Valerie Strauss from the washingtonpost.com/answer-sheet does a succinct analysis with facts and wider view of things in the education complex:

Now, all they have to do is find 93 excellent professionals to take their places. Recruiting the best educators should be easy, especially when you can offer them life in a very poor town and a job with no security.

And, of course, the powers that be will have to ignore all the other influences on high school students because their poor performance was all about the adults at the high school.

Their elementary and middle school education -- or lack thereof? Not a problem.

Their sometimes difficult home lives? Naw. That doesn’t affect how a kid does at school.

No Child Left Behind, a federal education law that has driven schools to drastically narrow curriculum and use rudimentary standardized tests to measure how well kids are doing? Nope. Not an issue, nor is the fact that Duncan is largely continuing the NCLB practices that have been shown to be a failure.

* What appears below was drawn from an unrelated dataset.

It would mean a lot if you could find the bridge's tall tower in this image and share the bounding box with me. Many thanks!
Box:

Firing all the educators may sound bold to some, but it sounds sad and desperate -- not to mention ineffective -- to me.

There is no evidence that wholesale changes at schools makes a difference at schools, though it has been tried repeatedly in districts around the country -- even in Duncan’s Chicago public schools, which he ran for years before becoming education secretary.

As my colleague Nick Anderson noted in a Post story Duncan tried a lot of things during his more than seven years as Chicago chief: shutting down schools, hiring experts in turning around schools, and firing a lot of people. There results? To put it nicely, there was no Chicago miracle. Some schools improved, others didn’t.

That’s because grand gestures don’t work in improving schools. It would be nice if they did, but time and time again, we’ve learned they don’t. Making schools work is a hard, hard job. There is no one thing that you can blame; there is no single remedy that works for every school and school district.

Instead of trying to figure out where real changes could be made at Central Falls High, the powers that be there went ahead and did the desperate thing.

Let Duncan call them courageous. It sounds foolish to me. And the people who will most suffer? As usual, the kids.